ROBOTISATION ET INTELLIGENCE ARTIFICIELLE : LE MALAISE

Par: Léon Ouaknine


Les gens ont peur de la robotique et de l’intelligence artificielle. Bien qu’il y ait un lien entre les deux, il s’agit dans les faits de deux problématiques distinctes.
En ce qui touche à la robotisation, la peur découle d’une transformation du mode de production économique, telle qu’elle éliminera des secteurs entiers du monde du travail et ce dans presque tous les domaines. On prévoit que dans les deux ou trois prochaines décennies, un emploi sur trois disparaîtra. D’autres emplois surgiront mais tout laisse penser qu’il y en aura beaucoup moins. De plus, contrairement à la croyance populaire, il y a plus de chances de voir des emplois de très haute technicité disparaître que dans ce qui touche aux services à la personne. Par exemple, il y aura plus de disparition de postes de chirurgiens et de médecins, que de coiffeurs, car le coût de la robotisation de coiffeur sera bien plus élevé que le gain espéré. Idem pour les femmes et hommes de ménage. Le secteur du transport et du camionnage va littéralement fondre. Pensez aux chauffeurs de taxi à Londres qui passaient au moins 2 ans à mémoriser les milliers de rue de la ville, et d’un coup avec le GPS, leur utilité a disparu en l’espace d’un éclair, avec les voitures autonomes, ce sera un secteur enterré dans une quinzaine d’années. Le pire est que la scolarisation accrue n’aidera qu’un petit pourcentage de gens, ceux capables de maîtriser des processus très complexes. 
Cette robotisation accrue de l’économie repose évidemment sur un développement accéléré de logiciels de plus en plus puissants, par exemple dans la traduction, dans quelques années, je me demande même si ça vaudra le coup d’apprendre des langues étrangères, tant il sera facile d’avoir un traducteur logé dans une oreille et qui traduira dans les deux sens, ce que vous dites et ce que vous entendez.
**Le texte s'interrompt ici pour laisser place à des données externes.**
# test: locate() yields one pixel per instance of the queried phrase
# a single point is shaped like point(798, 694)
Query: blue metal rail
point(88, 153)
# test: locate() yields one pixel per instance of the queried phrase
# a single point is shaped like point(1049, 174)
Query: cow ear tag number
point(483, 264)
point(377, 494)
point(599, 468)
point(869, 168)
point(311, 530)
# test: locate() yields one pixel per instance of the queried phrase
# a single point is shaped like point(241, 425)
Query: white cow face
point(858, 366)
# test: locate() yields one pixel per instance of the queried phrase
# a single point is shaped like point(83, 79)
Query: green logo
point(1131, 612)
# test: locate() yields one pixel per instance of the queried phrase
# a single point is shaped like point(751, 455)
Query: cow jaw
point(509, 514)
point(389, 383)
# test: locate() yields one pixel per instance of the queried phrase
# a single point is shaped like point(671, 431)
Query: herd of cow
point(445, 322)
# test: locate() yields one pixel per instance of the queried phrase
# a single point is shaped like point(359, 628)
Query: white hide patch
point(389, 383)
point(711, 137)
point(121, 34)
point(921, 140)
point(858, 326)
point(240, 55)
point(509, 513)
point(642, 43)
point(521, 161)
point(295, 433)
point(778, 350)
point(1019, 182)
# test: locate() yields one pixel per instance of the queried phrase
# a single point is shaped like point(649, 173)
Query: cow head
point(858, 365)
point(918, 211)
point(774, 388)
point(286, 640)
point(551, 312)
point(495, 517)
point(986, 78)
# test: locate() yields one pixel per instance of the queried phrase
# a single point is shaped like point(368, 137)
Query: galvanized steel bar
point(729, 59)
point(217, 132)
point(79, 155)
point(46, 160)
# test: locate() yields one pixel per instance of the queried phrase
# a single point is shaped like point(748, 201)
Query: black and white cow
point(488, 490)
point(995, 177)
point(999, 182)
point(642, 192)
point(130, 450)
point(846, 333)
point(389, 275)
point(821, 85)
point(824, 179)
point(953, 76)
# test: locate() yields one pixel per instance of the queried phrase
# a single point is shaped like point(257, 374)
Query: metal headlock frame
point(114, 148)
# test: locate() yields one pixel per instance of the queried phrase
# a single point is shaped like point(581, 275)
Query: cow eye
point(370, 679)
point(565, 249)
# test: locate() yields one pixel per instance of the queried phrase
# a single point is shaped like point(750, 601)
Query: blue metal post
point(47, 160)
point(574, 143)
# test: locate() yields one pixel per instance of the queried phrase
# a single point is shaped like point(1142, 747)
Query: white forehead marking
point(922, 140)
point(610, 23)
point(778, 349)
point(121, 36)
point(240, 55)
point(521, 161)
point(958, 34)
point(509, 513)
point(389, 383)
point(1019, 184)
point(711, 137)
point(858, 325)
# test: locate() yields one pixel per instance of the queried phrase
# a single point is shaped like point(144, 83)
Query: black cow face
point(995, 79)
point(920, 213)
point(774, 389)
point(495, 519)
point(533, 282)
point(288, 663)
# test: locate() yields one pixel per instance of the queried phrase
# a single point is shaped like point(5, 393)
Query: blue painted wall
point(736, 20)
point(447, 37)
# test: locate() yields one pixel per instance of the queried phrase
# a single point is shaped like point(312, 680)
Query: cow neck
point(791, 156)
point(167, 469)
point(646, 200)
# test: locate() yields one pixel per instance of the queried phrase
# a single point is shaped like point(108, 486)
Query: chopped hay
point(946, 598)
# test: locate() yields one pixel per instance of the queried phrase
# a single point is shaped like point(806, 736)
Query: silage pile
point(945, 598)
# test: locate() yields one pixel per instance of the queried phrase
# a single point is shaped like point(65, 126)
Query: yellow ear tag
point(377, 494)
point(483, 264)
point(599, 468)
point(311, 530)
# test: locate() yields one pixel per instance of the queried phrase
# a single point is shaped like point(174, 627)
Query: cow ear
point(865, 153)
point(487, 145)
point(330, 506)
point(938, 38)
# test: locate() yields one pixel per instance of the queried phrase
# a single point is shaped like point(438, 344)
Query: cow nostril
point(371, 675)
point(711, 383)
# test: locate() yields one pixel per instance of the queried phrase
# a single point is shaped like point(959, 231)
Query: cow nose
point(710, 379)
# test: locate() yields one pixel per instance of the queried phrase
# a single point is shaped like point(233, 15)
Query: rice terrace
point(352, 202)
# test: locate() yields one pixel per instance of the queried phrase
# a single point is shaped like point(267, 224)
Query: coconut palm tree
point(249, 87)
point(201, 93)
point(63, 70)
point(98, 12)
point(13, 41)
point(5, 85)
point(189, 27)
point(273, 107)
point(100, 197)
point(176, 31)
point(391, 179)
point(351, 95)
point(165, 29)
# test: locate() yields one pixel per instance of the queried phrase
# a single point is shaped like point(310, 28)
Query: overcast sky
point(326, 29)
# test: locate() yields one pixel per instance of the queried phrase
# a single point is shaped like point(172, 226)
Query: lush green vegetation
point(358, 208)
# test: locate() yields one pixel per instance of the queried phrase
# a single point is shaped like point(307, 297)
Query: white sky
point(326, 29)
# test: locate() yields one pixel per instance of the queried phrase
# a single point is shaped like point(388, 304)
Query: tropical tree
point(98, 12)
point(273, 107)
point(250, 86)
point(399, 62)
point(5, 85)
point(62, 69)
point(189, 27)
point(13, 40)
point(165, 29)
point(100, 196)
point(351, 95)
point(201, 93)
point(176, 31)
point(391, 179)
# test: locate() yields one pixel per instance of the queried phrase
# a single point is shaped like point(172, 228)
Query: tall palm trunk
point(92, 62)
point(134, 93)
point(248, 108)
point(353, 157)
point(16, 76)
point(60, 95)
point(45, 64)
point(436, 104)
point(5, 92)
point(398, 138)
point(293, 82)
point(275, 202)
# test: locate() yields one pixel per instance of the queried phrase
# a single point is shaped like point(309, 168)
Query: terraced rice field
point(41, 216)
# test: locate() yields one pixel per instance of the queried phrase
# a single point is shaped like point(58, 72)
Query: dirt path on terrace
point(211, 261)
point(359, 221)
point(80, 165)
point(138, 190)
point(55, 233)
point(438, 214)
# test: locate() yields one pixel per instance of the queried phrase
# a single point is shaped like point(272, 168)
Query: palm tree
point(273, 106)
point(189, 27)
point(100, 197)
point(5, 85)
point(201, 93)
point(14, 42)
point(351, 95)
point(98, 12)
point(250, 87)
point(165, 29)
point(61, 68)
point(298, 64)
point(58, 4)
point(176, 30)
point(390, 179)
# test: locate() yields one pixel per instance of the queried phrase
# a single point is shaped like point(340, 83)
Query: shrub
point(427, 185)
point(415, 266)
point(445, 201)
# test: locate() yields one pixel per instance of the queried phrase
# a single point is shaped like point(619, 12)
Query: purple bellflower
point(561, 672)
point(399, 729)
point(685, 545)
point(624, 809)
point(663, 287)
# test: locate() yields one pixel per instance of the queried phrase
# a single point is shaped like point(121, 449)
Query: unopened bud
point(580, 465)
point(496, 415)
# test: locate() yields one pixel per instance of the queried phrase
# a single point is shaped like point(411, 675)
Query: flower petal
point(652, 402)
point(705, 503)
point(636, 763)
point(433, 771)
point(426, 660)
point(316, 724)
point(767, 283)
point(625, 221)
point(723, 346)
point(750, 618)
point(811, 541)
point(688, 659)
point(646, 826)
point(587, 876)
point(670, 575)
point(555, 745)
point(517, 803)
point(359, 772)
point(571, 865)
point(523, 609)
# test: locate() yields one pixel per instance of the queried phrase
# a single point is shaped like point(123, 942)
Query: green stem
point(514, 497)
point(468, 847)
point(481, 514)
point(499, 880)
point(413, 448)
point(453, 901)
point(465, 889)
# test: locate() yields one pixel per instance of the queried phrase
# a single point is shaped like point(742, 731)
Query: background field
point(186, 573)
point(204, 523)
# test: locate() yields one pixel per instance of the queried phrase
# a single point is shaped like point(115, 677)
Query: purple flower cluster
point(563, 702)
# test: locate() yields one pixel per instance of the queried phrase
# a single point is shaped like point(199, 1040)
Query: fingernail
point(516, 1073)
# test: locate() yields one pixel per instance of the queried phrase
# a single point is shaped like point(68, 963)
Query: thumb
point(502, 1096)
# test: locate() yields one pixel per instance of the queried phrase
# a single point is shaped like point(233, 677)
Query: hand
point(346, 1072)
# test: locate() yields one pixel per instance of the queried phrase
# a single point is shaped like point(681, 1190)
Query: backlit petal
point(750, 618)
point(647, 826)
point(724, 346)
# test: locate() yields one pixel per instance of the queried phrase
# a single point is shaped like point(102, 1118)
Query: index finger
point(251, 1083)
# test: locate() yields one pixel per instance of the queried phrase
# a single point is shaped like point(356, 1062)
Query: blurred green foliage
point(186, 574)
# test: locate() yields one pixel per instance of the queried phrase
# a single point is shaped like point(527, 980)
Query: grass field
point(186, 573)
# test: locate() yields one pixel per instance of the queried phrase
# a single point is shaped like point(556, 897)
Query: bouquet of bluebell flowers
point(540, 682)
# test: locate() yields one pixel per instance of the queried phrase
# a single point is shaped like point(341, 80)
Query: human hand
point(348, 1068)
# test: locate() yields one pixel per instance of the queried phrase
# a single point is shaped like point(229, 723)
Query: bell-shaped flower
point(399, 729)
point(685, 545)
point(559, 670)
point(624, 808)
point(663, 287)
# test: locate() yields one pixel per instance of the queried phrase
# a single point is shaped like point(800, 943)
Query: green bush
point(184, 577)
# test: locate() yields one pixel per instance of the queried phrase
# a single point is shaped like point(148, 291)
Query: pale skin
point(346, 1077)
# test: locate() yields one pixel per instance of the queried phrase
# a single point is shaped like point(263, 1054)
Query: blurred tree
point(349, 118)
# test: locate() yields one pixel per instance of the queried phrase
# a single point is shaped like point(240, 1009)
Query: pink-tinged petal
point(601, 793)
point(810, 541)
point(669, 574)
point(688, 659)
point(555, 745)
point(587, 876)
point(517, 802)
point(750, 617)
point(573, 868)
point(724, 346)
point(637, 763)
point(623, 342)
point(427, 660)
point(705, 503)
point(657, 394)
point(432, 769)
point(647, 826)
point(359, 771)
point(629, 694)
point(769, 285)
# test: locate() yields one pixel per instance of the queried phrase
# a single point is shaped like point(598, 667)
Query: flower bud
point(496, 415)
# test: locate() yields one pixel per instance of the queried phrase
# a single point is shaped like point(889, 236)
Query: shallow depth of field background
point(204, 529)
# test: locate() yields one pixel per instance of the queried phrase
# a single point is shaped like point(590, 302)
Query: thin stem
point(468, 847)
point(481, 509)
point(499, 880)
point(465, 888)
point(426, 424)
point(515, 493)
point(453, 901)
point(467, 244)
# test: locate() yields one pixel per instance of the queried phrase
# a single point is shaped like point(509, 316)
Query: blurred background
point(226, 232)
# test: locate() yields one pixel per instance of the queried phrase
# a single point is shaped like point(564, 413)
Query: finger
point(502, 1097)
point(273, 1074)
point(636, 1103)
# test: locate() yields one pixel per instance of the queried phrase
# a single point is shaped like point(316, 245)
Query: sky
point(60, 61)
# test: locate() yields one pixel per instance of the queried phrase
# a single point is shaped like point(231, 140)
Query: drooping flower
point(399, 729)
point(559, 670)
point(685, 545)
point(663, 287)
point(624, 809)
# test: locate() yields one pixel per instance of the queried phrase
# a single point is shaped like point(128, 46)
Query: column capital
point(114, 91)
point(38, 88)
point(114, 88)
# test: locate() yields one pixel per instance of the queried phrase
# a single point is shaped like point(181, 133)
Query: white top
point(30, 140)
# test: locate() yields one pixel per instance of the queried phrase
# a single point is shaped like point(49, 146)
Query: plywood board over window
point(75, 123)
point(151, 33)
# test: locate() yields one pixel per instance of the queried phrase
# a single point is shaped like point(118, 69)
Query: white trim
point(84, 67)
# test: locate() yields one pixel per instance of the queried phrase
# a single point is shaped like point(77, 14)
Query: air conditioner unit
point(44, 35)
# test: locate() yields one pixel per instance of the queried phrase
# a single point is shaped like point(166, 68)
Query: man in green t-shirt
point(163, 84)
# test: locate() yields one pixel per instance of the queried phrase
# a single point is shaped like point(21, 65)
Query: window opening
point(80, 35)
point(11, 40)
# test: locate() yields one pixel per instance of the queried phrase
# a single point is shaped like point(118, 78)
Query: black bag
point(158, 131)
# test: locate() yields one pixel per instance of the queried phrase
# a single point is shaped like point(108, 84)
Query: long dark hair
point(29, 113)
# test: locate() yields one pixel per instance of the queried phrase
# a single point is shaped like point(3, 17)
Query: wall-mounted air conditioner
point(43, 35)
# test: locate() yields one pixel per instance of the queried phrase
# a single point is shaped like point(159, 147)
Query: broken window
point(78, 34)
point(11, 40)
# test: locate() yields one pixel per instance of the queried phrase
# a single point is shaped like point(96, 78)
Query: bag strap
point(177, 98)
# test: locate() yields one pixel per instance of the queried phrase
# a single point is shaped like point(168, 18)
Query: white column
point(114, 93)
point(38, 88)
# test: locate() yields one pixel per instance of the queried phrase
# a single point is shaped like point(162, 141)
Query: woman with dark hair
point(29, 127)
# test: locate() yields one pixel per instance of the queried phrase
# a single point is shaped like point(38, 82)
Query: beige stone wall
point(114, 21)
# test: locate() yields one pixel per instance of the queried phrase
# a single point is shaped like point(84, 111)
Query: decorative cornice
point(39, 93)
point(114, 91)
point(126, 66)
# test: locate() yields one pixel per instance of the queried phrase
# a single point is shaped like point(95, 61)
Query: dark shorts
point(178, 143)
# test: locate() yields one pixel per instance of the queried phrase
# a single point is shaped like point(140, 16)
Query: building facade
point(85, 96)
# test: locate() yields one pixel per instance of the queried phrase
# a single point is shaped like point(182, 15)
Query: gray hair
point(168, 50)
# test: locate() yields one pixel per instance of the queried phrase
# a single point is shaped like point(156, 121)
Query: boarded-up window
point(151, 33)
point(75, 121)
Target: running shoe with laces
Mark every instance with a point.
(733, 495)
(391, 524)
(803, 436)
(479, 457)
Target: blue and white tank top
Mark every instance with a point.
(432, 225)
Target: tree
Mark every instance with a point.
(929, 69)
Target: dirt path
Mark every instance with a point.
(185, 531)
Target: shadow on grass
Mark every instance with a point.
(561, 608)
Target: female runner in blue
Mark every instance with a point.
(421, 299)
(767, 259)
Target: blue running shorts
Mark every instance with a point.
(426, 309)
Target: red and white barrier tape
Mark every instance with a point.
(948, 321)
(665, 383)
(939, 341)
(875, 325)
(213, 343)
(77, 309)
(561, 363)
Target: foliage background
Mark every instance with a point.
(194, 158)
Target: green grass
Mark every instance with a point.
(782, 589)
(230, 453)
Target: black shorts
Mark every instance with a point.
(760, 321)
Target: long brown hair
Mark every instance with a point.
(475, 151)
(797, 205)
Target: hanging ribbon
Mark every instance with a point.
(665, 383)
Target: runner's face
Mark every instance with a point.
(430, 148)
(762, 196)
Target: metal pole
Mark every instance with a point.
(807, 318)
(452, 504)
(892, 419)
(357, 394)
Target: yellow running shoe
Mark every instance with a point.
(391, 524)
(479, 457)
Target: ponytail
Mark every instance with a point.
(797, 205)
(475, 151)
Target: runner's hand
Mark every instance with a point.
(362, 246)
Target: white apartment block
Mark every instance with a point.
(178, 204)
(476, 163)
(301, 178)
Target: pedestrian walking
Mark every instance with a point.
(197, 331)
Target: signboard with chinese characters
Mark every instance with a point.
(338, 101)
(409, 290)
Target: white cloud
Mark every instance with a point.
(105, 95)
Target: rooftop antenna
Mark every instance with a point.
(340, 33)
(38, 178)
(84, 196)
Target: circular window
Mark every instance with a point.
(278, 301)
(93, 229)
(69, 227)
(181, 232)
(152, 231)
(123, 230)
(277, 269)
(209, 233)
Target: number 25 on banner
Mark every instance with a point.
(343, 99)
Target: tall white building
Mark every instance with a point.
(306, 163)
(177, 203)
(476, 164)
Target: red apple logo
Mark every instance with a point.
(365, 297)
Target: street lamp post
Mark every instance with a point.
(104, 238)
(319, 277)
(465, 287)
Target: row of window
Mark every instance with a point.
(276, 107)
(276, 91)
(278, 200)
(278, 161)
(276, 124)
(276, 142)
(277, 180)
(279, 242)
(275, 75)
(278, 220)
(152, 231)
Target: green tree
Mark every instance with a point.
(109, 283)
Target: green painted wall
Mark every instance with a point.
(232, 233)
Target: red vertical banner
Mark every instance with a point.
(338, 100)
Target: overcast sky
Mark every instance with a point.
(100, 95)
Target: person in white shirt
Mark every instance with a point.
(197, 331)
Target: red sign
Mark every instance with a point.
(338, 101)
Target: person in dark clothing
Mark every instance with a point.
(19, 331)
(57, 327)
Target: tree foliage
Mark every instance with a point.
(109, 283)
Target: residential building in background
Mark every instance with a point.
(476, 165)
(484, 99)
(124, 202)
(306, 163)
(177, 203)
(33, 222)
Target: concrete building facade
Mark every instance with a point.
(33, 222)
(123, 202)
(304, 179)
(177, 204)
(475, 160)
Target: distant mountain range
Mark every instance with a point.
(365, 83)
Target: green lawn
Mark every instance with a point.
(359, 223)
Ces logiciels toutefois ne seront pas dotés d’IAG (Intelligence Artificielle Générale)

Le développement d’une véritable IAG

Un nombre non négligeable de scientifiques de haut rang (Stephen Hawking, Nick Bostrom, Mark Teiggart ...) et d’entrepreneurs hors du commun comme Elon Musk, ont exprimé de vives inquiétudes quant à l’apparition d’IAG, car celles-ci pourraient rapidement atteindre un niveau d’intelligence comparable à l’intelligence humaine et ensuite procéder de façon exponentielle à leur amélioration continue pour atteindre un seuil qui les situeraient dans un rapport à l’homme comme celui-ci l’est par rapport au chien ou même à la fourmi, autrement dit une intelligence si colossale que l’espèce humaine n’aurait aucune chance de survie si une telle intelligence décidait de l’éliminer comme on élimine un insecte nuisible. 
Et c’est sur ce point que j’accroche.
Si effectivement une telle intelligence était dotée d’agentivité - c’est-à-dire d’intentionnalité couplée à la capacité d’agir - je ne donnerais pas cher de la peau de l’humanité car si on se fie à l’histoire de l’homo sapiens sapiens, celui-ci a montré une détermination cruelle à instaurer son règne sur toutes les autres espèces. 
Cependant, je n’arrive pas à comprendre comment une « pure » intelligence si puissante soit-elle exhiberait une volonté quelconque, à moins qu’elle n’ait été programmée à cet effet. L’intelligence en soi, ne génère pas la volonté ni le désir, ne nourrit aucune passion, ni ne cultive aucune vertu. Ces dispositions ont leur sources dans les structures les plus primitives et essentielles du cerveau, comme la faim, la soif, l’instinct de survie et de reproduction. L’intelligence est une capacité à comprendre, pas à vouloir. Or le désir est à la source de tout acte volontaire, mais d’où vient le désir ? Si je me fie à la biologie évolutionniste, le désir surgit du manque et chez les humains, s’accompagne de la conscience de ce manque. Le manque est spécifique aux êtres vivants, car il est la condition sin qua non de la survie. Le hasard a sélectionné au cours des âges les ensembles moléculaires aptes à survivre, les autres ensembles disparaissent purement et simplement de l’environnement. La vie est une machine capable de lutter contre l’entropie, le seul ensemble négantropique connu. Or une IAG, à moins qu’elle n’ait été programmée pour cela, ne «souffrirait » d’aucun manque, n’aurait donc aucun désir, aucune volonté propre, même si elle était dotée d’une conscience de soi artificielle. 
L’idée que le désir et subséquemment la conscience de soi, la volonté, puis l’intentionnalité et l’agentivité puissent accidentellement surgir me paraît absurde. 
Le danger par contre est réel, si on programme une IAG avec des impératifs de survie.